The best thing I can do is recommend you visit Eric Small’s own web site
and learn from the master! Specifically, check out this article
. I know that Eric recommends that students NOT twist their necks while in any posture to avoid potential further damage to the nerves - he recommends keeping the nose pointing in the same direction as the chest. When lying on the floor, make sure the head and spine feel supported. He also suggests avoid any excessive heat in the student or the room: he likes the temperature to be about 67 degrees.

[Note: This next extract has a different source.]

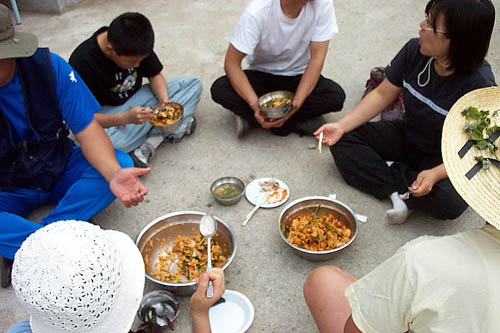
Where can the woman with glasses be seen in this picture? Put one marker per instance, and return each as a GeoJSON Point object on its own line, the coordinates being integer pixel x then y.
{"type": "Point", "coordinates": [401, 159]}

Your question is about Yin Yoga and MS, however - what can we do in our Yin practice to help? Well, first - we are not going to build muscular strength or coordination, but we can enhance the flow of energy. Psychological stress plays a big role in the severity of MS symptoms, thus breath work can be an important tool to use (see my article on Ocean Breathing
.) We can also assist our organs in becoming healthier by focusing on the Kidney meridians: the Kidneys are the Royal Seat and from them all organs are nourished. You may want to check out the Kidney
flows to see if they help (with suitable modifications and use of props to make sure these postures are available for your student.)

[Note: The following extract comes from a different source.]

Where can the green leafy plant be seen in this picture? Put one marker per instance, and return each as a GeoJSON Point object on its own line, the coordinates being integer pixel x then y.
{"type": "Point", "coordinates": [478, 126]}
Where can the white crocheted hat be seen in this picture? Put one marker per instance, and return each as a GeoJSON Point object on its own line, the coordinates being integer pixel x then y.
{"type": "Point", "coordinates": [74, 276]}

I would reduce the hold times to perhaps a maximum of 3 minutes. Teach your student how to monitor his own progress, sensations and tension - help him learn what works and what doesn't, so he can guide you as much as you are guiding him.
Finally, I assume that you are not a doctor: make sure your student's health care team is onside with your plan and believe it is okay.
Good luck. Please let us know how it goes.